Tournament Director Cruz is thrilled to have gotten such a response, although he has expressed disappointment that soon-to-be-former Justice Souter has refused his offer to run Congress tab. “You’d think a mook like Souter would kill to run Congress, just once,” Cruz said. In his traditional fashion, Cruz will be assigning the celebrity judges personally during the tournament. “If we let Menick do it, Scalia would be in every round just to punish him. Every time Nino’d get halfway to the free bagels, the next round would be out and he would be on again. And God knows what outrage Menick would level at Justice Thomas.” Cruz is well-known for his vigorous defense of Justices Thomas and Scalia in forensics circles. “Sure,” he says, “they don’t exactly represent my personal point of view, but at least you never have to wonder how they’re going to vote on an issue. I don’t even see why they bother coming in every day, for that matter. They could just call me up and ask me what position makes my blood boil the most, and there they are, every time.”
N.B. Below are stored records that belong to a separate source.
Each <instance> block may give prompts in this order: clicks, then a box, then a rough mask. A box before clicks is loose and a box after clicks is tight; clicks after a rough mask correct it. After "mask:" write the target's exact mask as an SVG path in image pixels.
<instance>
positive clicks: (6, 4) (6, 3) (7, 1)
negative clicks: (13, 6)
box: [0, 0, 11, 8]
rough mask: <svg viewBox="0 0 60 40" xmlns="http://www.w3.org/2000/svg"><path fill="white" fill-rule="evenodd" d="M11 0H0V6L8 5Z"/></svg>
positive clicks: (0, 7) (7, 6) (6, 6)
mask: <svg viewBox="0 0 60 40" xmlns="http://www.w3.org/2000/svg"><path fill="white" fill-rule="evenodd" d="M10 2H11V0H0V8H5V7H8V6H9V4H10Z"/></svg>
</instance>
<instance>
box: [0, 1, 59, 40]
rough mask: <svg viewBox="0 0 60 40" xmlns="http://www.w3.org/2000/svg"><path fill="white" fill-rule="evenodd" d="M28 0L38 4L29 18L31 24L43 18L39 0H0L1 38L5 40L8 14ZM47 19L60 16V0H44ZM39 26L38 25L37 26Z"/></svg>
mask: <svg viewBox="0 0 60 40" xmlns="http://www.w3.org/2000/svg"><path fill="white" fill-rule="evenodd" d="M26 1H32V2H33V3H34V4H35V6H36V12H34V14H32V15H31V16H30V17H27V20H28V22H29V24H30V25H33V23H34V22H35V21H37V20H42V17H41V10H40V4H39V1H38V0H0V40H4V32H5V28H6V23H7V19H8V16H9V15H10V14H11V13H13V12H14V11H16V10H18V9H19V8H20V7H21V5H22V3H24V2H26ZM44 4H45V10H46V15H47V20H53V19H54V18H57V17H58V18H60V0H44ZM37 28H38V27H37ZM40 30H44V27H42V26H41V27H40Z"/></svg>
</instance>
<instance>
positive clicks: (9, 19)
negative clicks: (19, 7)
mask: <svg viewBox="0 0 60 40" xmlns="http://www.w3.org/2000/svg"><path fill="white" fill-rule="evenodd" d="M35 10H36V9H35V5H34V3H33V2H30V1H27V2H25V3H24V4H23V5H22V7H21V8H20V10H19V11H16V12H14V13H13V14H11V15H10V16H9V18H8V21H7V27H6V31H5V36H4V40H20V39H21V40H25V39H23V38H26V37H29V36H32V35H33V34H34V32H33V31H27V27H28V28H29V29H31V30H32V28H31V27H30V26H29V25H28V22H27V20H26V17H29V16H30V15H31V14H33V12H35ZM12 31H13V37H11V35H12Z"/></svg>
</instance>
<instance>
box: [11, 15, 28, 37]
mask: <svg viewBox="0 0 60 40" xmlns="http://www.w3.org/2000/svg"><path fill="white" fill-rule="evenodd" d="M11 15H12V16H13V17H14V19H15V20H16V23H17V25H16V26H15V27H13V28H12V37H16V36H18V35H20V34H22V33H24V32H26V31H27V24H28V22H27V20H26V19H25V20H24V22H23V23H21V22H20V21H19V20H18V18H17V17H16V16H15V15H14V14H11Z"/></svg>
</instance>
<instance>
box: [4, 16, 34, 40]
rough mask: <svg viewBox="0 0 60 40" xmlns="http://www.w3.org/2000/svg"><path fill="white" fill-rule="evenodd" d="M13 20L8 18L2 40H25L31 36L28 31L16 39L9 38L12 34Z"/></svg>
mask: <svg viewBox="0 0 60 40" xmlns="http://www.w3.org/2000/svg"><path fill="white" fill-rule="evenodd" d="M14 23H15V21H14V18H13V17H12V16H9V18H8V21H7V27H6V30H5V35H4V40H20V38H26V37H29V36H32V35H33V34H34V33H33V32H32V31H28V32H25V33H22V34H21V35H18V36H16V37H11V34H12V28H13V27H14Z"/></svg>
It is rumored that, for the 2010 contest, Cruz will be enlisting the services of President Barack Obama, Pope Benedict XVI, Hillary Clinton, Leonard Nimoy, Kim Jong-il, Lady GaGa, Tiger Woods and Ashton Kutcher. This blog will report all updates as they happen.

3 comments:

Matthew Johnson said...

These are the kinds of posts I love.

pjwexler said...

Whatever happened to the "inexplicable" Keanu Reaves? Given his talent level, a hero for our generation if there ever was one.

Anonymous said...

How did I miss this post? Ginsburg's comment sounds like the comment of half the alumni who come to visit.